In the early stages of food-based training, so-called ‘unwanted’ behaviours are informative. Food has been introduced, but the learner has not yet fully understood the promise of how food will be delivered. We may see mugging, pocket checking, nose investigation around the food bag, increased vocalisation, facial tension, or dropping in males. These are quickly labelled as ‘pushy,’ lacking ‘manners,’ or having ‘no boundaries.’
But these responses are not failings on the part of the horse.
They are feedback. They tell us WE got it wrong. That the contingency between marker and food is not yet clear. Our bad!
When the reinforcement system lacks clarity, the learner experiments. This exploration is completely natural. The horse is information-seeking within an environment that doesn’t yet make sense.
This is where the conversation about extinction becomes more nuanced. Can you extinguish confusion?
Extinction is a procedure. It applies when a clearly defined behaviour is being maintained by reinforcement and that reinforcement is deliberately withdrawn. You might not realise that’s what you are doing but it is happening.
The common advice is to go ‘cold turkey’ and withhold food, ignore investigation, create physical barriers, wait out any escalation of the mugging behaviour.
If the horse does not yet understand where food appears, how it is delivered, or what precisely earns it, ignoring mugging does not automatically create understanding. Frustration increases behavioural intensity. Escalation is then interpreted as further evidence that extinction is necessary. Go harder.
The focus remains on stopping behaviour rather than examining our system design.
Contemporary welfare-focused training places an emphasis on reinforcement system design rather than behaviour suppression.
When antecedents are carefully designed, marker signals are clear, reinforcement placement is consistent and rates are appropriate, many of the behaviours people attempt to extinguish never establish in the first place.
Not because they were suppressed.
Because the learner understands the rules of the our environment.
Should escalation of frustration be a routine feature of thoughtful training?

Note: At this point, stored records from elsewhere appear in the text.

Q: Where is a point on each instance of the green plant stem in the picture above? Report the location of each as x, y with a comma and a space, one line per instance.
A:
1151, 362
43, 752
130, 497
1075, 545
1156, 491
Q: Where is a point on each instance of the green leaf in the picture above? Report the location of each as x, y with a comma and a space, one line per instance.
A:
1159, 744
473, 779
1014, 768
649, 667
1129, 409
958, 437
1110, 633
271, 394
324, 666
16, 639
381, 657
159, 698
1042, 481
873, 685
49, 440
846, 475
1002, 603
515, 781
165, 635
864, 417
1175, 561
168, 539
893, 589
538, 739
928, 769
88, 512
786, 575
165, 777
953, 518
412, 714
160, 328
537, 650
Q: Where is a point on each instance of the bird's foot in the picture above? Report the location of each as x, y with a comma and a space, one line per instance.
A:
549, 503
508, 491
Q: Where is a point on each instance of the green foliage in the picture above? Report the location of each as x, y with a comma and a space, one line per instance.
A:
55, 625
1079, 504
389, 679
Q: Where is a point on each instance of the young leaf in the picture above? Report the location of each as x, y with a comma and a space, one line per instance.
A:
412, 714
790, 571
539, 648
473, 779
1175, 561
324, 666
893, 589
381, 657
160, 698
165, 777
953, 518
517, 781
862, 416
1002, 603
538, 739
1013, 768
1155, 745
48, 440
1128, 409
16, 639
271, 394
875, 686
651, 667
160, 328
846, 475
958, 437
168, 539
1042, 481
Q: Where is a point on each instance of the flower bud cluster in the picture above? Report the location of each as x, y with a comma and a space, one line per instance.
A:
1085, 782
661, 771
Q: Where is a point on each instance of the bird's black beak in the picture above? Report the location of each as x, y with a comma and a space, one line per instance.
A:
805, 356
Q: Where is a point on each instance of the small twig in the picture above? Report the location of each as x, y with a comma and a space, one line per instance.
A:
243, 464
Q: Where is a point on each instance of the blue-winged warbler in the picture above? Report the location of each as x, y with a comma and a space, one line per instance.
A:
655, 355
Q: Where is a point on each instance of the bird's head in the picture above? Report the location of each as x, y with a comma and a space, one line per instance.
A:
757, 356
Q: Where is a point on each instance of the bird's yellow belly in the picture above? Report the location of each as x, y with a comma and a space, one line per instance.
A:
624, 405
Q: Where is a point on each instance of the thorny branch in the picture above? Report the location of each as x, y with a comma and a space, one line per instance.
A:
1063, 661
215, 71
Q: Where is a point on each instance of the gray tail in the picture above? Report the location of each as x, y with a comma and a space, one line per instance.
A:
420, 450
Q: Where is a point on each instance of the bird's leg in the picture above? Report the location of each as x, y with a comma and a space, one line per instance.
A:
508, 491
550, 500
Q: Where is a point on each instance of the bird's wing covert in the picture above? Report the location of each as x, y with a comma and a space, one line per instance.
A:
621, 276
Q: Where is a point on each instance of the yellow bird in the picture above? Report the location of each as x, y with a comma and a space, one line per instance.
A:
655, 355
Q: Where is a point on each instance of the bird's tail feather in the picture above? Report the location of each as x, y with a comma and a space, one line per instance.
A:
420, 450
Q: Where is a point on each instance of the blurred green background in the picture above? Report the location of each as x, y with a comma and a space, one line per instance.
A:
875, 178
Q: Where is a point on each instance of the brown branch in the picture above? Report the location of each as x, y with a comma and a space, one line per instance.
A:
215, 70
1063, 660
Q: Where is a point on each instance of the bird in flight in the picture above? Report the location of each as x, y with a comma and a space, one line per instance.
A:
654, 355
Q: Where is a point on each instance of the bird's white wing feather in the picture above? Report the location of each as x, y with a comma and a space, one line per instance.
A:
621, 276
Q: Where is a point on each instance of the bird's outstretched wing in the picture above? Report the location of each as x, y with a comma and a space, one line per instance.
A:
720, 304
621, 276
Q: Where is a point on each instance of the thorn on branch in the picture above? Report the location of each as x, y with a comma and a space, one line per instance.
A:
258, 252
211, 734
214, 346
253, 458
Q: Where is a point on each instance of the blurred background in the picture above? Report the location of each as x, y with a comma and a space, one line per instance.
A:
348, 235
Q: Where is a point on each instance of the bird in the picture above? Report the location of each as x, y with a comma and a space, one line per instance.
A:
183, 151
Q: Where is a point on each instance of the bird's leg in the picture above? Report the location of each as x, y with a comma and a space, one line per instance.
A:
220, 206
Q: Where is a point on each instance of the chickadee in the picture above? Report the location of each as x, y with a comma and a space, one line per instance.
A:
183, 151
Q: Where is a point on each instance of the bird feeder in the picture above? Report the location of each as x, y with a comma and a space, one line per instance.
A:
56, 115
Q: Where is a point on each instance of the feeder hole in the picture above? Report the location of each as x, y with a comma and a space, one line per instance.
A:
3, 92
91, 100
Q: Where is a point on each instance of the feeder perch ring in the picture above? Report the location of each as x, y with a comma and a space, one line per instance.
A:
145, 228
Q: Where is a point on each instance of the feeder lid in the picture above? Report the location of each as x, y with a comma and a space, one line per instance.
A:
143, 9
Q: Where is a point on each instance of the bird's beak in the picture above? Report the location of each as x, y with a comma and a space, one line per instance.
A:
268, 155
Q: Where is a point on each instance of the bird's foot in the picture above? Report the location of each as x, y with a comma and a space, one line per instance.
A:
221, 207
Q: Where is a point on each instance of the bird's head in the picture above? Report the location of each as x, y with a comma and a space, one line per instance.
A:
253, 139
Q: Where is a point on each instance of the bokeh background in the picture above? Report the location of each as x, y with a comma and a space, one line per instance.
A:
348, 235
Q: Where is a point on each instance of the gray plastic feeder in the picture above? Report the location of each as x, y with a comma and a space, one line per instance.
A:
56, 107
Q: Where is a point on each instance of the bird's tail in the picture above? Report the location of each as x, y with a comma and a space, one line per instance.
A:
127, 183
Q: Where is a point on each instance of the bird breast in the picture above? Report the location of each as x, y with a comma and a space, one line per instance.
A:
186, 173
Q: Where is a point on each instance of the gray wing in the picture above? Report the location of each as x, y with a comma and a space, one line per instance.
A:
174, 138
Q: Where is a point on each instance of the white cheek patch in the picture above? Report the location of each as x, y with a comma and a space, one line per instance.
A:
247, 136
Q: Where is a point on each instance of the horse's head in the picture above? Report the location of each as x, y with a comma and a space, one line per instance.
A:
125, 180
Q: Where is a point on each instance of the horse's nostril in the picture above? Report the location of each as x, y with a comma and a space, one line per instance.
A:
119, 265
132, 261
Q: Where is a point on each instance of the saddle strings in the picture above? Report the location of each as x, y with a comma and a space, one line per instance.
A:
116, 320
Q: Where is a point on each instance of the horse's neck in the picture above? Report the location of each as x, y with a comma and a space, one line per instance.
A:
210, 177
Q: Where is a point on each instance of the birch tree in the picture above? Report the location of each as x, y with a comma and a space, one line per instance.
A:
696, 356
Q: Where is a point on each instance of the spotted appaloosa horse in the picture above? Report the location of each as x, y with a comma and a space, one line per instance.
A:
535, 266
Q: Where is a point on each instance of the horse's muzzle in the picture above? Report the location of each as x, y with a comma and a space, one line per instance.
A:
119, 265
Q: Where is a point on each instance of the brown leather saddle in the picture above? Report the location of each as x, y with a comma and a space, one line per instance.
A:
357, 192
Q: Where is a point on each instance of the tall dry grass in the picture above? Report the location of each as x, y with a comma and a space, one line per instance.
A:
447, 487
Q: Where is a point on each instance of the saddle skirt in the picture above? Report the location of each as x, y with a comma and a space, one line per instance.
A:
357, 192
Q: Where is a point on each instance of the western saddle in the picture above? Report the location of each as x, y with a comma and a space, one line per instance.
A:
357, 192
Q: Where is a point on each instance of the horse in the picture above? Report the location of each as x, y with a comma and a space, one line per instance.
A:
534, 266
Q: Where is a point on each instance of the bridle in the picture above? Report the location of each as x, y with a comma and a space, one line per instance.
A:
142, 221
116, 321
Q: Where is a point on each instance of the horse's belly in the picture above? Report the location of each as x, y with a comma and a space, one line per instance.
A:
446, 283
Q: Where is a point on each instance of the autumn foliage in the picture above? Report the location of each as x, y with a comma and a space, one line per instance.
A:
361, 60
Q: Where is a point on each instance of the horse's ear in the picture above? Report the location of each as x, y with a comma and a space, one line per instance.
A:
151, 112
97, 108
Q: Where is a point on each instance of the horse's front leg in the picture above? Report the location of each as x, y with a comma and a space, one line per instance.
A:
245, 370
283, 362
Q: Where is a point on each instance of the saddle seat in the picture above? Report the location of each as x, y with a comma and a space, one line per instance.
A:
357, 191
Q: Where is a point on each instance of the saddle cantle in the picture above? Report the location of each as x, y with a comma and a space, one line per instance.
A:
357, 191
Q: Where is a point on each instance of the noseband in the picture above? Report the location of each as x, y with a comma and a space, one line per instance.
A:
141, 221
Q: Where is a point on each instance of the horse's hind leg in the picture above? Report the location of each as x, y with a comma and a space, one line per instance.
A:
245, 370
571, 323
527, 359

I would argue no. It is worth examining whether escalation is an unavoidable component of learning, or the predictable outcome of a preventable lack of clarity.
The shift is in the question.
Not ‘How do I stop this behaviour?’
But ‘What does this behaviour tell me about the clarity of the information I gave?’
Very low-level extinction may have a place in shaping responses once the learner understands the contingency. It is not a primary tool for teaching ‘manners’ around food.
Clarity builds understanding. Suppression builds tension. Suppressed behaviour nearly always comes back to bite and most definitely teaches horses to have no opinion or that their opinions don’t matter.
The difference is the kind of training we choose to practise and the kind of horse behaviour we choose to encourage.
Errorless learning with horses offers us a framework to support low stress training.